Fostering Health Clinic: Roadmap to Health

Special Clinic Sorts Out Health Needs of Children in Foster Care, Creates Path for Ongoing Care

Published on

Community Impact Report

Brothers at a fostering health visit Brothers Tyler, 11, Jeremiah, 12, and Edward, 13 ( from left), during a recent visit to the Fostering Health Program. When children are removed from their homes to be placed in foster care, the priority is to provide a safety net, often with little time for planning. Frequently, they must leave behind important things: clothes, toys, even medicines.

In the following days, as foster parents help the children adjust to a new home, they must sort through a maze of health questions: Does my foster child have a pediatrician? Insurance? Prescriptions? Have they been immunized?

Because of a well-intentioned but overburdened child welfare system, answers are slow in coming. Serious health issues remain unaddressed, compounding the risks caused by neglect or physical or sexual abuse.

Now foster parents can turn to the Fostering Health Program at Children’s Hospital of Philadelphia (CHOP) for help.
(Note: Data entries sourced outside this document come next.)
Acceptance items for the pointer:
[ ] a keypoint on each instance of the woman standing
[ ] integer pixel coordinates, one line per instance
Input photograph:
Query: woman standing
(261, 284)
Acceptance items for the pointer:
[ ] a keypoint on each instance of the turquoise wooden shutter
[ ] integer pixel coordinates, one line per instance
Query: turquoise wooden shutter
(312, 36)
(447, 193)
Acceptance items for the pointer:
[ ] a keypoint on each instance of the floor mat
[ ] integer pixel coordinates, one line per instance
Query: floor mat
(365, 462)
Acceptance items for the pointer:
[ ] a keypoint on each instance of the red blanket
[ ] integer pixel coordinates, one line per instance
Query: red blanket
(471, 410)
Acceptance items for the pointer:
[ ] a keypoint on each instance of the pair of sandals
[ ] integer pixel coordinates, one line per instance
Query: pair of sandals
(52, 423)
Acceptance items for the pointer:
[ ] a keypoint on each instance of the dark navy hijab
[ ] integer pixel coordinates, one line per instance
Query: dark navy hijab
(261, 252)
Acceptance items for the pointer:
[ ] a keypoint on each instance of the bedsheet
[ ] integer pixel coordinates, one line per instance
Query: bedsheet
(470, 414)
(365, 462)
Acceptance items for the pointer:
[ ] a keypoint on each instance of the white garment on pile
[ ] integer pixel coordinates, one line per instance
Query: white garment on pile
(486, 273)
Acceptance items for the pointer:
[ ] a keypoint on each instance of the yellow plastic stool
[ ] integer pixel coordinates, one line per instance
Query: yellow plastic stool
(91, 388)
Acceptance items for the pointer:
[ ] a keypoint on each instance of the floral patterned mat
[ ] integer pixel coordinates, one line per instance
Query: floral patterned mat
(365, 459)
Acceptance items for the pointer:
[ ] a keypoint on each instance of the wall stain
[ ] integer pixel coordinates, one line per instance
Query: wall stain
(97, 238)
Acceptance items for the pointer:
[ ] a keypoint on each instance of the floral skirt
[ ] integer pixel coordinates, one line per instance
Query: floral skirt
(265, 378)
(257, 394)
“The obstacles a foster parent faces in just trying to provide the basic supports for a child to succeed in life are daunting,” says program founder Philip Scribano, DO, MSCE, Director of Safe Place: The Center for Child Protection and Health at CHOP. “The child’s health is one key piece. Our program is designed to help lighten the load in navigating the child’s health needs.”

Collecting scattered pieces

The program, which includes pediatricians, a nurse coordinator and an occupational therapist, has served more than 200 children in its first year.

Pediatricians or caseworkers refer children to the program, or the foster parent makes an appointment directly. Before the visit, the program coordinator searches databases, painstakingly assembling the child’s health history.

Then, the child comes in for a comprehensive evaluation, seeing the multidisciplinary team that links the child to a primary care provider and other specialists, if needed. More than 40 percent of children require mental health referrals.

Every child receives a health roadmap, a summary of medical history and needs. It is invaluable to clinicians who will manage the child’s health, and is a bulwark against deterioration of communication and services for children who will experience numerous foster-care placements.

Children’s Care Collaborative

Safe Place physicians joined in an innovative public-private partnership with the city of Philadelphia and St. Christopher’s Hospital for Children to better serve children who have been abused.

The clinicians provide clinical services in the Children’s Care Collaborative facility. In addition to new exam rooms, it houses Philadelphia’s Police Department Special Victims Unit, Department of Human Services Sexual Abuse Investigations Unit, the Philadelphia Children’s Alliance and staff from the District Attorney’s Office. The co-location site allows team members to coordinate care and streamline the investigative process to lessen the trauma on victims.

Positive parenting

Safe Place and PolicyLab physician and principal investigator Joanne Wood, MD, MSHP, has initiated PriCARE (Child Adult Relationship Enhancement) Program, a six-week positive parent group training program designed to improve child behavior, improve parent-child relationships and decrease stress for parents. PriCARE is offered in primary care settings to parents and caregivers of preschool-aged children at two CHOP Care Network sites: Karabots Pediatric Primary Care Center and South Philadelphia Community Health and Literacy Center.

“Often for mental health interventions, children have to have a diagnosed condition to receive services,” says Wood. “The PriCARE intervention offers a preventative approach to keep kids from needing more intensive mental health supports.”


Children in Foster Care, 2016

County Total* Entered**
Philadelphia 8,020 2,885
Bucks 518 210
Chester 207 90
Delaware 624 186
Montgomery 473 225

* Total children in foster care.
** Children who entered foster care in 2016.